Once I made my mother pull the car over so I could retrieve a stuffed dog from the side of the road: gritty, rain-soaked, a frayed felt tongue. I gave it a bath, replaced its faded cardboard eyes with buttons. I hoped that the child who’d lost it would know that it was safe. I spend long hours at Goodwill, digging for treasure, smelling other people in the folds of flannel shirts, filling 50 cent bags with t-shirts and and mismatched china and cheap jewelry and foot-molded shoes still warm from their wearers: orphans, unwanted. They needed a home, and someone to listen.
As I grew older I scavenged for words: quizzes and clippings, cartoons and quotations and ad copy and stories, the crumpled receipts in my wallet. I go through the junk mail, follow instructions to the letter. Anything with words on it I read, and cannot throw away. Someone wrote those words once. There’s something in them that wants to be let out.

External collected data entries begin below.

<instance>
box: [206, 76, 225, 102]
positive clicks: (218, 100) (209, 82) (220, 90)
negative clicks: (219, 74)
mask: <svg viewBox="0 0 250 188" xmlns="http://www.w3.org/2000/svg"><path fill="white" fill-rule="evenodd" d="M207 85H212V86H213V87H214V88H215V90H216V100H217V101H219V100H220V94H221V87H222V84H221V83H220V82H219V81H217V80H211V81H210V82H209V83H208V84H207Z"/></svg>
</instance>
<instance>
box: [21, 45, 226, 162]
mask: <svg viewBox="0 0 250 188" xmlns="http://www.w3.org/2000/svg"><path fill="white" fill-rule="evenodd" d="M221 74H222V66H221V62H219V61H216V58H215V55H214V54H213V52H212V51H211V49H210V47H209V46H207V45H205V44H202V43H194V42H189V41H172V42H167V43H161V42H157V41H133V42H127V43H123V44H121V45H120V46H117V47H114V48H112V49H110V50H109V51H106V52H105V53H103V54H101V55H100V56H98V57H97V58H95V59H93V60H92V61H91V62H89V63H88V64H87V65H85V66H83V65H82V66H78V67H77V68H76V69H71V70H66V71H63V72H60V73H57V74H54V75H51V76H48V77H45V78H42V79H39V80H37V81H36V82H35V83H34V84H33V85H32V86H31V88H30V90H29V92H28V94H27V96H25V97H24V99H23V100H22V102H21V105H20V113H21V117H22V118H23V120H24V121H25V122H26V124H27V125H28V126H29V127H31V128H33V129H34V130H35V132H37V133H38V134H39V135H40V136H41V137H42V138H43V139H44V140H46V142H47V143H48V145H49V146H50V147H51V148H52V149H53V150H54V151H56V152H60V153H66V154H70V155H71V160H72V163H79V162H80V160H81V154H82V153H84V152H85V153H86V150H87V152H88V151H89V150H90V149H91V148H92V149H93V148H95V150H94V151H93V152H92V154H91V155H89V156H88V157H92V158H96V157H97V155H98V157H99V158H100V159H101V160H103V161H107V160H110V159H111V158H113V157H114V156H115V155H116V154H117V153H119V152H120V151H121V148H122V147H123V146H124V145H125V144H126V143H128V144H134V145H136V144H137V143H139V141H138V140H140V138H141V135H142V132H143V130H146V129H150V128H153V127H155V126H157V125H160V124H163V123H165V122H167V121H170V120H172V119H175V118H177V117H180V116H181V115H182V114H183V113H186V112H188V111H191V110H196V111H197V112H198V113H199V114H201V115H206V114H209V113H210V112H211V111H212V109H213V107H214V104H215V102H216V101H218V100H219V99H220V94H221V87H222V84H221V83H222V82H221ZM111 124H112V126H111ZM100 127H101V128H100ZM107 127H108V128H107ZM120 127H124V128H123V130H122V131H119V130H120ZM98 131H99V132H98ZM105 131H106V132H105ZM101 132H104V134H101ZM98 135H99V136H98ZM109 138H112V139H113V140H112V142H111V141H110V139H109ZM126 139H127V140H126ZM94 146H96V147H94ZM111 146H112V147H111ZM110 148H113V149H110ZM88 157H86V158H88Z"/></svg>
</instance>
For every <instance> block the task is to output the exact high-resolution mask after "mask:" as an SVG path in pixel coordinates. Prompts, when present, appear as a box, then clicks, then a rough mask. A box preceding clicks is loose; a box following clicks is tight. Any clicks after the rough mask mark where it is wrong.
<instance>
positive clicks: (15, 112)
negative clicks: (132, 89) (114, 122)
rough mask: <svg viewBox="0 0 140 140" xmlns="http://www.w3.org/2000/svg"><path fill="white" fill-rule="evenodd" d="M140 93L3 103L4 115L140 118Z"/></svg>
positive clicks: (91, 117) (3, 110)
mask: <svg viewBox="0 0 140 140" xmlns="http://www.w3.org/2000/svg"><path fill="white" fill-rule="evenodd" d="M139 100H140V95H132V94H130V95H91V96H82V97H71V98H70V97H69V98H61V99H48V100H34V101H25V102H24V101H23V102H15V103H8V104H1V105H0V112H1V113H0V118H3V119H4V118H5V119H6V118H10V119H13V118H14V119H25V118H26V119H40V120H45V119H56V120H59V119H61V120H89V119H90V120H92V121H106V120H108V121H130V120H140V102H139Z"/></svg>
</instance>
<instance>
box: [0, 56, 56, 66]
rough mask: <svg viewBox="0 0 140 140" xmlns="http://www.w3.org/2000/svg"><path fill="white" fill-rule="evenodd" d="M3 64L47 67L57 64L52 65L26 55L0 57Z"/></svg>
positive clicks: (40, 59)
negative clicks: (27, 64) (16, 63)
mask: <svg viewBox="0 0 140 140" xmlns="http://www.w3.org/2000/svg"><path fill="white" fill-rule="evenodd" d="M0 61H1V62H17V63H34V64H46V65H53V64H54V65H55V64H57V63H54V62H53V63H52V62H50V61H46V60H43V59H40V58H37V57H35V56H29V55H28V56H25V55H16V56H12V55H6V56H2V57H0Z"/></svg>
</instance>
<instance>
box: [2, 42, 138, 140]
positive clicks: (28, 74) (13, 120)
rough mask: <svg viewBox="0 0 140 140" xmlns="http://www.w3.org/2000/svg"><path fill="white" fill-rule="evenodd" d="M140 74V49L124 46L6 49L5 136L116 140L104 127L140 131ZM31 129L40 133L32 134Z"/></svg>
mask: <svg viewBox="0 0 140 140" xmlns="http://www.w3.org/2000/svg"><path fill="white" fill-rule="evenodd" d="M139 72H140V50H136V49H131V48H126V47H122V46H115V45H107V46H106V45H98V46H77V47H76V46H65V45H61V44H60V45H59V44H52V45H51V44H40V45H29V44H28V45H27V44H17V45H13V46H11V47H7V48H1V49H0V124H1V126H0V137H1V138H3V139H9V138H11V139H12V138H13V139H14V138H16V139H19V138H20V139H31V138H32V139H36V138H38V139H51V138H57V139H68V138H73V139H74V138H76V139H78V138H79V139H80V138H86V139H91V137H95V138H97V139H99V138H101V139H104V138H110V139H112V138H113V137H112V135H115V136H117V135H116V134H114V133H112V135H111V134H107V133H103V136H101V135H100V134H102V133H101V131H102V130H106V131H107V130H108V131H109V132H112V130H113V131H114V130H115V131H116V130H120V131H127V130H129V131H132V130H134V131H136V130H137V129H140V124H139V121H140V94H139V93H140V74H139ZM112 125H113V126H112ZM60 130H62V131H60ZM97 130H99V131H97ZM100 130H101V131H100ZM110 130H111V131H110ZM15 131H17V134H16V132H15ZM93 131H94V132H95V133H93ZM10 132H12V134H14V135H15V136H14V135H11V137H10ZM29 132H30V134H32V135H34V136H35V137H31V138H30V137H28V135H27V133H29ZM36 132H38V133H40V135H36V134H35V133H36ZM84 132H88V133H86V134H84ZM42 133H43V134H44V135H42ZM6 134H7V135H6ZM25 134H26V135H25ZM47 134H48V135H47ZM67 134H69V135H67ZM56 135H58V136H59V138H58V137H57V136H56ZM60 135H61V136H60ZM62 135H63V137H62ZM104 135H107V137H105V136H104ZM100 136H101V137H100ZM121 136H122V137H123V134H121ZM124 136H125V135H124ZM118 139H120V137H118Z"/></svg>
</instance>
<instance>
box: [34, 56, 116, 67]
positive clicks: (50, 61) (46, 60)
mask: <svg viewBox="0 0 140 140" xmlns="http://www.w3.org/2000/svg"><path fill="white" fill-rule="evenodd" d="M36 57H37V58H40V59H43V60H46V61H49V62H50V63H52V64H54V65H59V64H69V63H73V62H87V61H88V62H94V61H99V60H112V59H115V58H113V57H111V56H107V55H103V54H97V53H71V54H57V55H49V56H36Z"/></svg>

Ever since I got a toy typewriter for my fifth birthday I’ve tried to make another world out of words and step into it and stay there: story after story, novels in drawers, recycled myths. But I keep coming back to the doctor’s office and the grocery store and my email inbox, and I’m forced to realize I cannot escape the world and all its discarded litter. Maybe I don’t even want to. There are stories in the receipts, the emails, the stuffed animals and the used shoes, and I want to try to tell them.